Concetti Chiave
- Il passato è considerato un codice di riferimento non assoluto, suddiviso in tre categorie: Natura, Antichi e Tradizione.
- Il "De Re Aedificatoria" è un'opera fondamentale che si ispira al "De architectura" di Vitruvio, articolata in dieci libri sui vari aspetti dell'architettura.
- I primi tre libri del trattato trattano la scelta del terreno, i materiali e le fondazioni, mentre i successivi si focalizzano su edifici e bellezza architettonica.
- La bellezza architettonica è descritta come un'armonia matematica, con l'importanza delle proporzioni nella progettazione degli edifici.
- L'autore propone innovazioni nelle difese architettoniche, suggerendo strutture lungo linee irregolari per migliorare l'efficacia difensiva, ispirandosi all'antico.
Codici di riferimento del passato
Considera il passato come un codice di riferimento e quindi non assoluto. Ha 3 codici di riferimento:
1. Natura: leggi naturali e corpo umano
2. Antichi: codici classici e grandi architetti
3. Tradizione: tenerne conto ma con libero arbitrio
Nasce a Genova da una famiglia fiorentina in esilio, viaggia molto e diventa prete. Scrive il "De Pictura", il "De Statua" e il "De re aedificatoria" con l'obbiettivo di creare un'architettura corretta, creativa e varia.
Quali sono i temi di de re aedificatoria?
De Re Aedificatoria: vi lavorò fino alla morte ed è rivolto anche al pubblico colto di educazione umanistica. Prese a modello il De architectura di Vitruvio ed è diviso in dieci libri
• nei primi tre si parla della scelta del terreno, dei materiali da utilizzare e delle fondazioni (firmitas)
• i libri IV e V si soffermano sui vari tipi di edifici (utilitas)
• il libro VI tratta la bellezza architettonica (venustas), come un'armonia esprimibile matematicamente grazie alla scienza delle proporzioni, con l'aggiunta di una trattazione sulle macchine per costruire;
• i libri VII, VIII e IX parlano della costruzione dei fabbricati, suddividendoli in chiese, edifici pubblici ed edifici privati
• il libro X tratta dell'idraulica.
Studio e innovazione nelle difese
Nel trattato si trova anche uno studio basato sulle misurazioni dei monumenti antichi per proporre nuovi tipi di edifici moderni ispirati all'antico. Per aumentare l'efficacia difensiva indica che le difese dovrebbero essere "costruite lungo linee irregolari, come i denti di una sega" anticipando così i principi della fortificazione alla moderna.
Domande da interrogazione
- Quali sono i tre codici di riferimento del passato secondo l'autore?

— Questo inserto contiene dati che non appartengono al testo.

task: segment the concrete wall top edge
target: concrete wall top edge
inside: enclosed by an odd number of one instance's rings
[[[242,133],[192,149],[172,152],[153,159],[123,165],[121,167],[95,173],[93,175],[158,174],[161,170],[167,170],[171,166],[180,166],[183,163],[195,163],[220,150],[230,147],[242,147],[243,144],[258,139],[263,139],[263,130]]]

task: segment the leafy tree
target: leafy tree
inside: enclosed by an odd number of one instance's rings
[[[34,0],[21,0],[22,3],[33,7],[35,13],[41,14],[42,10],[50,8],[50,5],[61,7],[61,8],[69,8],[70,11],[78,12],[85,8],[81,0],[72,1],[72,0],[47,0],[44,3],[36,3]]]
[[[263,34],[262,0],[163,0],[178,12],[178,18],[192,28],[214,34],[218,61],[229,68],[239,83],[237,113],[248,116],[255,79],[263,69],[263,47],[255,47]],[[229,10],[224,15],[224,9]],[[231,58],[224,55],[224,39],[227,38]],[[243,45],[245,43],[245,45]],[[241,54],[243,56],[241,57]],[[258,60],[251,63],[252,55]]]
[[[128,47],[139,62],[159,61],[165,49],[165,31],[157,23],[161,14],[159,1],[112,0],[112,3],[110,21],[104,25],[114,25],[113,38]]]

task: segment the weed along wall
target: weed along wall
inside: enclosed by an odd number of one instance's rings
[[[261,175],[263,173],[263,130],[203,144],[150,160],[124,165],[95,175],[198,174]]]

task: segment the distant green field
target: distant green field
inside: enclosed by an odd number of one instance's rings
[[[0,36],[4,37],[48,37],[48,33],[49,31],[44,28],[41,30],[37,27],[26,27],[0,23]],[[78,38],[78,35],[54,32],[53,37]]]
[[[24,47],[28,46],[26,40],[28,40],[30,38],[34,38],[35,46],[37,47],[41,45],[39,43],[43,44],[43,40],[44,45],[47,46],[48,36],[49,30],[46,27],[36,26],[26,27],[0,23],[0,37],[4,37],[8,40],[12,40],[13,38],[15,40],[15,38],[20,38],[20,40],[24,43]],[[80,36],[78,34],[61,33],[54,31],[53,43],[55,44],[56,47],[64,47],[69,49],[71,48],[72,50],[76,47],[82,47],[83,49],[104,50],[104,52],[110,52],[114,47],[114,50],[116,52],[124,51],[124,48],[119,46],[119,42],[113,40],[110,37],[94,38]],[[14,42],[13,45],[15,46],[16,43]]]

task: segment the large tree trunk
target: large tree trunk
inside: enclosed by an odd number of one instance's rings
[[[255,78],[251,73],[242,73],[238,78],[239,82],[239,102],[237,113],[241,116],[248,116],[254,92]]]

- Quali sono i temi principali trattati nel "De re aedificatoria"?
- In che modo l'autore propone di innovare le difese architettoniche?
L'autore identifica tre codici di riferimento del passato: la natura, che comprende leggi naturali e il corpo umano; gli antichi, che si riferiscono ai codici classici e ai grandi architetti; e la tradizione, che deve essere considerata ma con libero arbitrio.
Il "De re aedificatoria" è suddiviso in dieci libri che trattano vari temi, tra cui la scelta del terreno e dei materiali (firmitas), i tipi di edifici (utilitas), la bellezza architettonica (venustas), la costruzione di fabbricati e l'idraulica.
L'autore suggerisce che le difese dovrebbero essere costruite lungo linee irregolari, simili ai denti di una sega, per aumentare l'efficacia difensiva, anticipando così i principi della fortificazione moderna.